1895 – 8 August 1914 Avadhendra Bahadur Singh Ju Deo. In 1912, the British Government honoured Raja Bahadur Avadhendra Bahadur Singh with the title of C.I.E. (Companion of the Order of the Indian Empire). Avadhendra Bahadur Singh Ju Deo had two sons named : Sitaram Pratap Bahadur Singh Ju Deo (Sitaraman), who later became Raja Bahadur of Kothi State and Umaraman Pratap Singh Ju Deo, who was adopted as the successor, became Raja Bahadur (ruler) of Jamo State, Pratapgarh, Uttar Pradesh.

1914 – 1934 Sitaram Pratap Bahadur Singh Ju Deo (Sitaraman).

1934 – 1948 Kaushalendra Pratap Singh Ju Deo, former Member of the Legislative Assembly (MLA) representing the Kothi constituency in Vindhya Pradesh from 1952 to 1956.

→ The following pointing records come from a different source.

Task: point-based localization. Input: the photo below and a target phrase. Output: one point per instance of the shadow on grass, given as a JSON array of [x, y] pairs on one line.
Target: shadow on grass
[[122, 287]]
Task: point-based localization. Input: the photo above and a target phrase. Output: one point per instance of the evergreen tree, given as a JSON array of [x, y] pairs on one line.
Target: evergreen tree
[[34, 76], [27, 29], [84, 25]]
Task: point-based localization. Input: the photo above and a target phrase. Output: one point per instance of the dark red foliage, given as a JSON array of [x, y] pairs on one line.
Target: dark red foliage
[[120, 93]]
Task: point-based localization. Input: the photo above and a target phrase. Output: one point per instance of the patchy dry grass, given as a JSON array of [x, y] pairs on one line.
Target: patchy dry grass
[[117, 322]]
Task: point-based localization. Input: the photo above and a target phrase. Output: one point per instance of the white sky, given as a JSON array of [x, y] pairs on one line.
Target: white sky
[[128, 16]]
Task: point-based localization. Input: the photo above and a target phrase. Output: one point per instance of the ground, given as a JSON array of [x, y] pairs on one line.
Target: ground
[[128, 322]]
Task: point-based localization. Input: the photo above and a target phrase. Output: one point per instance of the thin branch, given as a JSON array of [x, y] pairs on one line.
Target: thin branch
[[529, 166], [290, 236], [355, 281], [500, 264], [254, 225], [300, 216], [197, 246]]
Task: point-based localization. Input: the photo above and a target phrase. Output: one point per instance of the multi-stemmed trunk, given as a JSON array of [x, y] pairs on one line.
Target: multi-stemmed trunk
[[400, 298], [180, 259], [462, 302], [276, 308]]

1948 - 2017 Govind Pratap Singh Ju Deo.

2017 - 2022 Ghanshyam Singh Ju Deo.

2022 - Harshvardhan Singh Ju Deo.

==Notable people==
- Kaushalendra Pratap Singh Ju Deo, former Member of the Legislative Assembly (MLA) representing the Kothi constituency in Vindhya Pradesh from 1952 to 1956, and the erstwhile ruler of Kothi State, Satna.
- Thakur Ranmat Singh Baghel, 1857 revolt leader of Baghelkhand.
- Thakur Shyam Shah Baghel, 1857 revolt leader of Baghelkhand and uncle of Thakur Ranmat Singh Baghel.

==Demographics==
As of 2001 India census, Kothi had a population of 7,710. Males constitute 51% of the population and females 49%. Kothi has an average literacy rate of 62%, higher than the national average of 59.5%: male literacy is 72%, and female literacy is 52%. In Kothi, 17% of the population is under 6 years of age.
Kothi is 20 KM from Satna.

State Highway No. 11 is under construction which passes near the town.